おいしいご飯を炊く秘訣は「正確な水量」だと教えてくれるアイリスオーヤマの炊飯器

@DIME アットダイム

 新米の季節。ぜひ美味しく食べたいが、そのときにこだわりたいのが炊き方である。10万円クラスの高級炊飯器を使って炊くのもいいが、美味しく炊くために大切な水加減を間違ってしまえば、高級炊飯器を使っても意味はない。

 アイリスオーヤマが行なったご飯の食味に関する調査によれば、炊飯の際に基準となる水の量に約4.5%を超える過不足があると、ご飯は美味しさが損なわれるという。さらに同社の調べによれば、内釜の水位線を目安とした目視による水の計量では、常に約4.5%以内の範囲内に収められる人は3合で約55%、1合で約20%に留まった。約4.5%の範囲を具体的に言うと、1合だと5cc、3合だと20ccを超えない範囲であり、なかなかシビアである。

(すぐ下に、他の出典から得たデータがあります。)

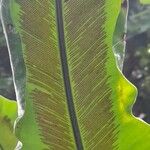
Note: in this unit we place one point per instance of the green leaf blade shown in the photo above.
(97, 112)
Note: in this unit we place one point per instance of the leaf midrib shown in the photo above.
(65, 71)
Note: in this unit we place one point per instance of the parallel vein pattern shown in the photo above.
(87, 57)
(39, 33)
(68, 91)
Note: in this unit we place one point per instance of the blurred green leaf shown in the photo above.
(8, 114)
(145, 1)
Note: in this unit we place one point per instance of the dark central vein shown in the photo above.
(65, 71)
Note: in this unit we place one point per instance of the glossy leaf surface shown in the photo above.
(75, 96)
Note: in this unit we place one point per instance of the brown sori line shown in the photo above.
(65, 71)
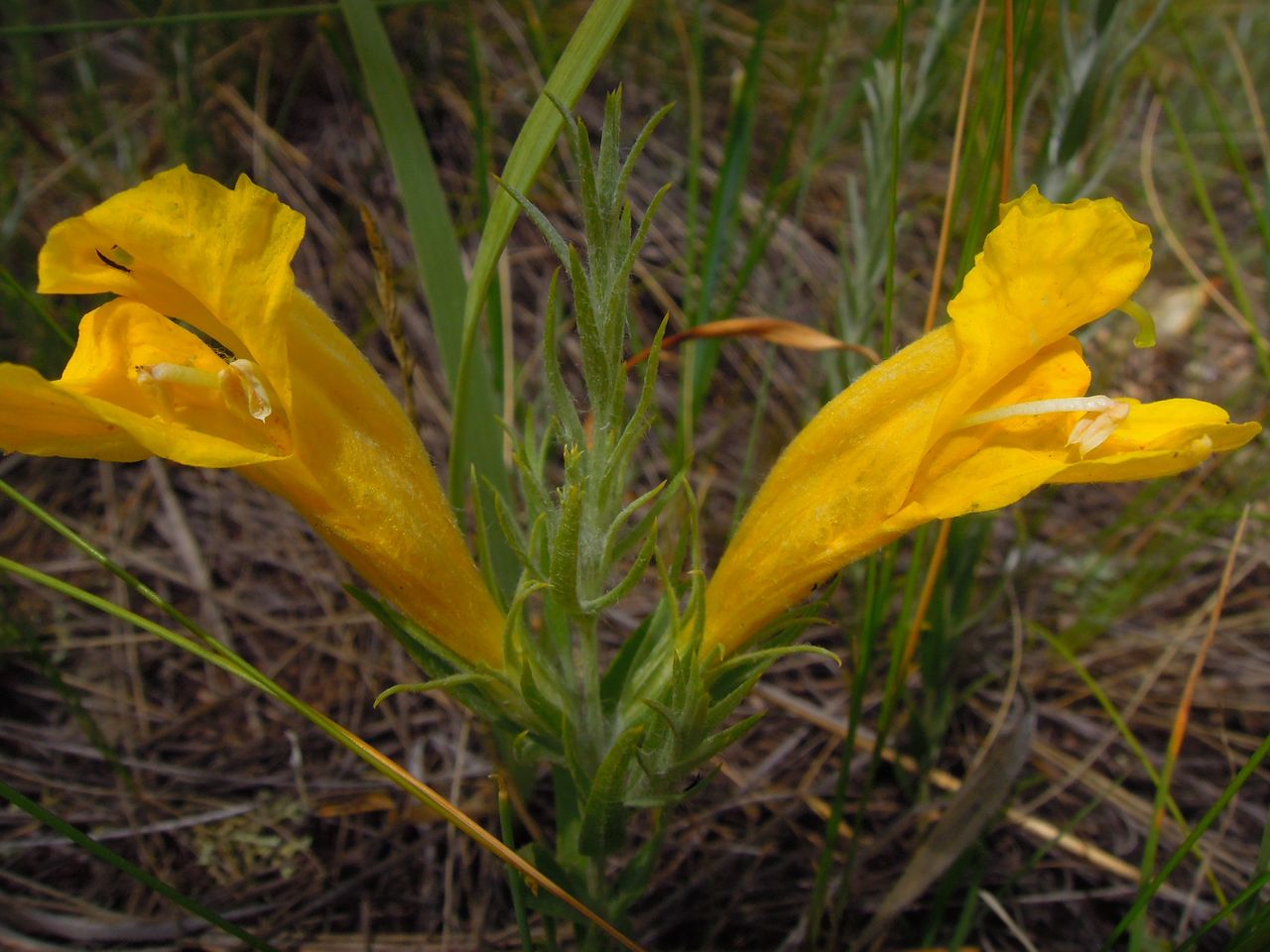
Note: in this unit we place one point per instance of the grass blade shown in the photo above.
(128, 869)
(538, 137)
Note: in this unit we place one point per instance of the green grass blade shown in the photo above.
(476, 436)
(186, 19)
(1150, 889)
(128, 869)
(725, 209)
(538, 137)
(226, 658)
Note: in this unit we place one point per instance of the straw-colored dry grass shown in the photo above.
(248, 807)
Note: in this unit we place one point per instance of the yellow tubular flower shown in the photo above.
(290, 402)
(969, 417)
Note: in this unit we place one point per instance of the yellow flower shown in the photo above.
(280, 395)
(969, 417)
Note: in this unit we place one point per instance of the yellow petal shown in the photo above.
(42, 419)
(1044, 271)
(190, 248)
(1161, 439)
(361, 476)
(103, 380)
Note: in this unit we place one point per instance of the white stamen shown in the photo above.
(248, 376)
(1037, 408)
(1086, 435)
(178, 373)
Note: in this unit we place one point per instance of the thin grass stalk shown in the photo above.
(131, 870)
(893, 231)
(439, 258)
(534, 145)
(1183, 717)
(190, 19)
(231, 661)
(1150, 889)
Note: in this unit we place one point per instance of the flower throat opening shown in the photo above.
(1086, 435)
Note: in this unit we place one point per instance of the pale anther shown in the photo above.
(248, 376)
(1037, 408)
(178, 373)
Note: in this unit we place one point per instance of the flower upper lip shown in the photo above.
(970, 416)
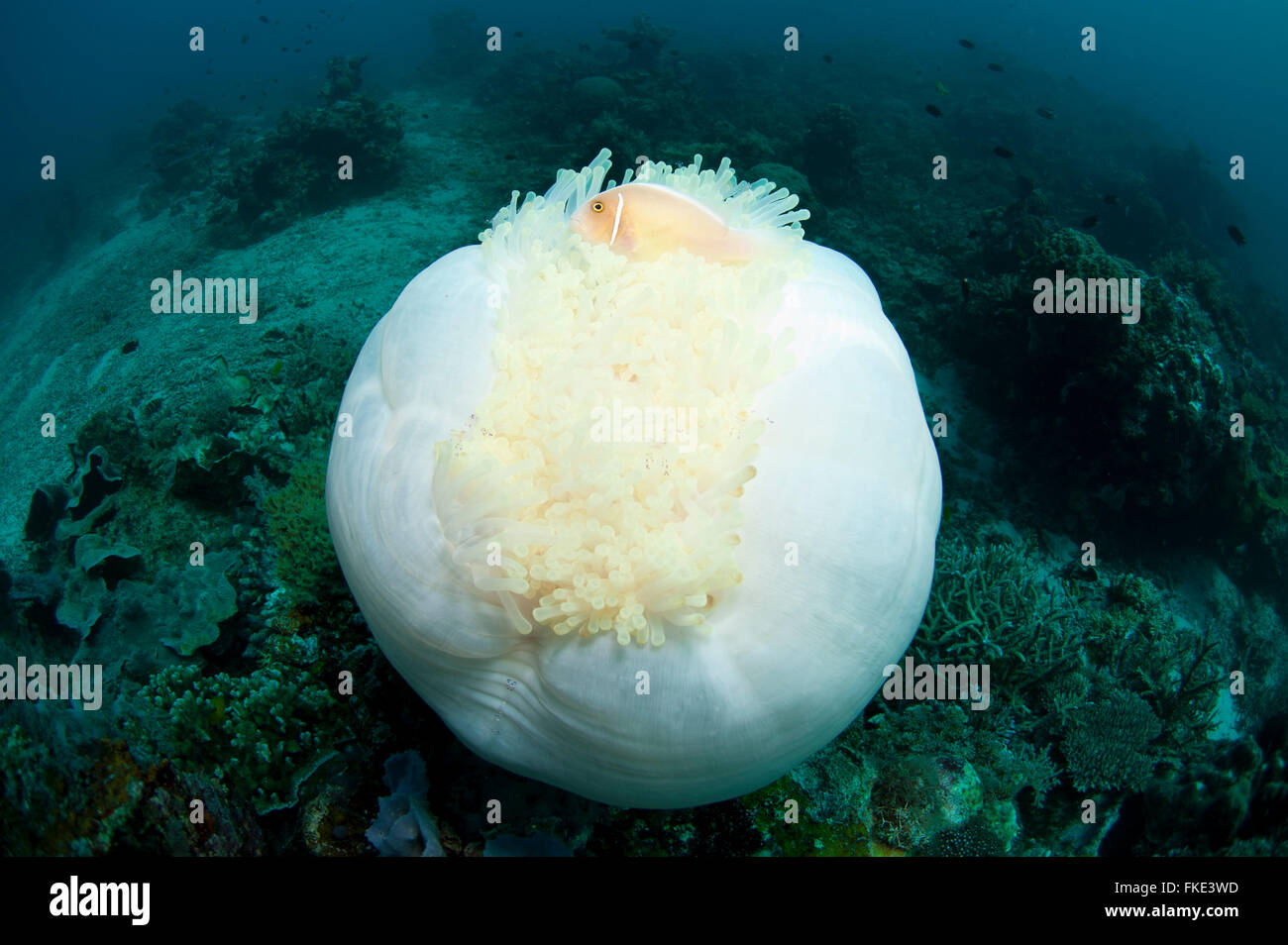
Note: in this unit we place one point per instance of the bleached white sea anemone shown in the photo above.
(636, 523)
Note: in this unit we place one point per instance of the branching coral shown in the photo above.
(296, 519)
(263, 734)
(1109, 746)
(991, 604)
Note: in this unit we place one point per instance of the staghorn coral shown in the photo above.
(990, 602)
(1108, 746)
(296, 520)
(263, 735)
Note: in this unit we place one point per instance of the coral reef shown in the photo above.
(263, 735)
(296, 520)
(404, 825)
(292, 170)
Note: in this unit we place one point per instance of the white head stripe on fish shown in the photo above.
(617, 220)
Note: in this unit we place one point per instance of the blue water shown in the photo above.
(1057, 435)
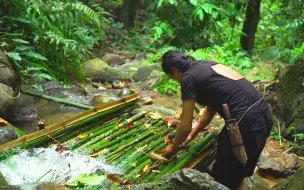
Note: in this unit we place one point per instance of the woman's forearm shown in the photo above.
(203, 122)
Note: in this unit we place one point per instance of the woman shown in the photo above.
(212, 84)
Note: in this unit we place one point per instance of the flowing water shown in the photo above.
(47, 165)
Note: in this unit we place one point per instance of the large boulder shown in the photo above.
(113, 60)
(98, 70)
(9, 85)
(277, 163)
(144, 72)
(7, 134)
(255, 182)
(295, 183)
(292, 97)
(8, 75)
(184, 179)
(6, 92)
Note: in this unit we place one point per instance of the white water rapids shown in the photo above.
(28, 166)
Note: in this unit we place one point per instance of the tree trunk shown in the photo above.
(128, 12)
(250, 24)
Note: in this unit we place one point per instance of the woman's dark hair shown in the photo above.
(177, 59)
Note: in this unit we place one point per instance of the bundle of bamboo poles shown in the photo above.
(129, 140)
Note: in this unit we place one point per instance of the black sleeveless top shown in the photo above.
(201, 83)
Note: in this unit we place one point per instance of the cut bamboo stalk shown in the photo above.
(36, 142)
(127, 156)
(106, 137)
(122, 137)
(58, 100)
(105, 122)
(192, 152)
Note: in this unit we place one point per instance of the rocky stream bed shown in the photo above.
(113, 77)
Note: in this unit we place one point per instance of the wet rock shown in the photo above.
(184, 179)
(8, 75)
(278, 163)
(140, 56)
(113, 60)
(255, 182)
(99, 100)
(98, 70)
(124, 92)
(7, 134)
(292, 96)
(5, 100)
(145, 71)
(25, 109)
(295, 183)
(146, 101)
(132, 67)
(158, 109)
(99, 86)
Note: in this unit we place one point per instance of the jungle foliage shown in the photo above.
(51, 38)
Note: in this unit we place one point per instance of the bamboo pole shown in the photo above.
(36, 142)
(192, 152)
(58, 100)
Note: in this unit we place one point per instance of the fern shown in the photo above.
(64, 32)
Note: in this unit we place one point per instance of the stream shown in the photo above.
(45, 165)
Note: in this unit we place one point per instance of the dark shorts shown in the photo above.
(227, 170)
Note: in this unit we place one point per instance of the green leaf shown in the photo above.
(23, 48)
(73, 181)
(91, 179)
(201, 14)
(219, 24)
(159, 4)
(171, 2)
(34, 55)
(14, 55)
(193, 2)
(20, 41)
(214, 14)
(43, 76)
(85, 180)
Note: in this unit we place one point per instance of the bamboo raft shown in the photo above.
(121, 136)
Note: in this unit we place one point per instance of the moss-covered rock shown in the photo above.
(292, 96)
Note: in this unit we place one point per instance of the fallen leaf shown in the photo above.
(60, 148)
(97, 153)
(114, 178)
(146, 168)
(3, 122)
(158, 157)
(170, 122)
(130, 125)
(155, 115)
(81, 136)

 この調査結果を聞くと、簡単なはずの炊飯器でさえ使うのが難しく感じられる。水加減に自信が持てなくなってしまった人もいるのではないだろうか? しかし、同社が9月30日から出荷を開始した『銘柄量り炊きIHジャー炊飯器3合』を使えば、ご飯を炊くときに水の計量で神経質にならずに済む。それは、最大の特徴ともいえる米と水の重量を計測する「量り炊きモード」により、常に最適な水量で炊飯できるためである。

■米の量から最適な水の量を計測

『銘柄量り炊きIHジャー炊飯器3合』が搭載する「量り炊きモード」は、重量センサーで米と水を計測し、最適な水量を知らせる。最適な水量のバラつきを抑えられることにより、日々の炊きあがりのムラをなくすことができる。具体的な炊飯の手順は次の通り。

1.銘柄や固さを炊飯メニューから選択
2.フタを開け、計量ボタンを押す
3.洗米する前の米を内釜に入れ、再び計量ボタンを押す。すると、計量ボタンのランプが点滅し、必要な水量が表示される
4.内釜に米をとぎ入れ水も投入。水の投入量に合わせて、表示されている水量が減っていく
5.適量になると「OK」と表示。フタを閉じ炊飯を開始する

 以上の手順でご飯を炊くことができるのが「量り炊きモード」だが、『銘柄量り炊きIHジャー炊飯器3合』という商品名が示すように、は銘柄ごとに最適な水量と火力で炊き分けることができる。炊き分けられる銘柄は全部で31。〈コシヒカリ〉や〈あきたこまち〉〈ひとめぼれ〉〈つや姫〉〈ゆめぴりか〉などといった主立ったものは対応している。「量り炊きモード」で炊いた〈ゆめぴりか〉〈つや姫〉〈コシヒカリ〉を食べたが、銘柄ごとの味の特徴が明確に表れていた。

 また、「量り炊きモード」のメリットは、銘柄ごとに異なる最適な水量でご飯を炊くことができることだけでなく、米の量が合数ピッタリでない場合でも常に最適な水量で炊けることにある。『銘柄量り炊きIHジャー炊飯器3合』も対応しているが、内釜の水位線に目合わせて水を入れて炊く一般的なやり方だと、米の量が合数ピッタリでないと水加減が難しい。しかし、米の量を計測することで水量を計測する「量り炊きモード」だと、極端な話、米の量が2.3合などという中途半端な量だったとしても最適な水の量がわかるというわけである。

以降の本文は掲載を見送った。